Mengukur Diri Melalui Kejujuran
Dalam kegiatan sosialisasi ini, Bapak Indra Ristanto selaku Waka Kesiswaan membimbing langsung para siswa untuk mulai mengisi Jurnal Lisanku Surgaku. Jurnal ini bukan sekadar buku catatan, melainkan cermin harian bagi setiap siswa untuk mengevaluasi apa saja yang keluar dari lisan mereka.
Pak Indra mengajak anak-anak untuk mengisi setiap poin di dalam jurnal dengan satu kunci utama: Kejujuran.
"Anak-anakku, lisan kita bisa menjadi pintu surga, namun bisa juga sebaliknya. Jurnal ini adalah alat bagi kalian untuk jujur pada diri sendiri. Berapa banyak kata baik yang kita ucapkan hari ini? Dan berapa banyak kata yang seharusnya tidak perlu terucap?" ujar Pak Indra di hadapan para siswa.

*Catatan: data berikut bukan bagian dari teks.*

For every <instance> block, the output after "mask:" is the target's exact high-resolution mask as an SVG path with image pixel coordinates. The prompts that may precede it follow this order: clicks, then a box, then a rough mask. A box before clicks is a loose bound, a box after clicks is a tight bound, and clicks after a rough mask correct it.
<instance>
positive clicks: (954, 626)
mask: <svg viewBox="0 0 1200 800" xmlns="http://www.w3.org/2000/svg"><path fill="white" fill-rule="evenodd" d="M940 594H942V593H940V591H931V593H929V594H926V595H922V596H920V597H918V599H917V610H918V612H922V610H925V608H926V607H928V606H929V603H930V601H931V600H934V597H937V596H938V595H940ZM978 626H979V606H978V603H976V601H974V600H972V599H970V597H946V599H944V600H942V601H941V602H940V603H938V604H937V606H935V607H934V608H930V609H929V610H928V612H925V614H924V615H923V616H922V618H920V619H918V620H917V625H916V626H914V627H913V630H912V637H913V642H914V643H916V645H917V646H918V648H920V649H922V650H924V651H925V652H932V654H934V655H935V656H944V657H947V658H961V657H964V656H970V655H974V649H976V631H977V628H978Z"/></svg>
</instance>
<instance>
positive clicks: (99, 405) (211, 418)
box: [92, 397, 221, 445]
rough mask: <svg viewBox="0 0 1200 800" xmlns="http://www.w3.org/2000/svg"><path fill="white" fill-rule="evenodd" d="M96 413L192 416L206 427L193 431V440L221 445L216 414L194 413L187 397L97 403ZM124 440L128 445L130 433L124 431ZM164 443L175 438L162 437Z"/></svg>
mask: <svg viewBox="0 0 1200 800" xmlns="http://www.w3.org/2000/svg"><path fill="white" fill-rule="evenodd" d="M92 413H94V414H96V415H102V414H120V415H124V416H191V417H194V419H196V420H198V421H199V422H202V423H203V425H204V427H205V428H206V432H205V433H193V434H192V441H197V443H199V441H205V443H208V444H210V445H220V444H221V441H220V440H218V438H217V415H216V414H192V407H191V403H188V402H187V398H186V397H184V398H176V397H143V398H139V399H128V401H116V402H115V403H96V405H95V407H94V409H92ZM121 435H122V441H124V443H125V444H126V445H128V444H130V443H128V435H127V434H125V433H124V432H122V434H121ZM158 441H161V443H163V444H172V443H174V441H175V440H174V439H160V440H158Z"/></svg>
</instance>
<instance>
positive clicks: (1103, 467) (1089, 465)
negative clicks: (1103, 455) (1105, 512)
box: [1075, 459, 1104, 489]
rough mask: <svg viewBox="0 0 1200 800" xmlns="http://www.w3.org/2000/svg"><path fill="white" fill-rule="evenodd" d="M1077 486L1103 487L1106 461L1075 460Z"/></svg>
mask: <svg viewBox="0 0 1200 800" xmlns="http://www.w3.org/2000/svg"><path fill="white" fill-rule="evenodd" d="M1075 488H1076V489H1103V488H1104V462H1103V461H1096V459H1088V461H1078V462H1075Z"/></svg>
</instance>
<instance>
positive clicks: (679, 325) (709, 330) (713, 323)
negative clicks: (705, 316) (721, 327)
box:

Poin Utama Jurnal Lisanku Surgaku:
Siswa diajak untuk memantau aktivitas lisan mereka, antara lain:
* Menjaga lisan dari ghibah (membicarakan keburukan orang lain).
* Menghindari kata-kata kasar atau yang dapat menyakiti hati sesama.
* Membiasakan kalimat thayyibah (dzikir, salam, dan kata-kata santun).
* Keberanian mengakui kesalahan jika lisan sempat khilaf.
Mengapa Harus Jujur?
Program ini menekankan bahwa nilai dari jurnal ini bukanlah seberapa sempurna isinya, melainkan seberapa jujur siswa mengakuinya. Dengan kejujuran, siswa belajar untuk bertanggung jawab atas setiap ucapan yang dikeluarkan.
Kami berharap, melalui pembiasaan mengisi jurnal ini, karakter "Santri Mulia" yang santun dan menjaga adab lisan dapat mendarah daging dalam kehidupan sehari-hari, baik di madrasah, di rumah, maupun di pondok.
"Lisan adalah pantulan hati. Mari jadikan setiap kata yang terucap sebagai investasi menuju surga."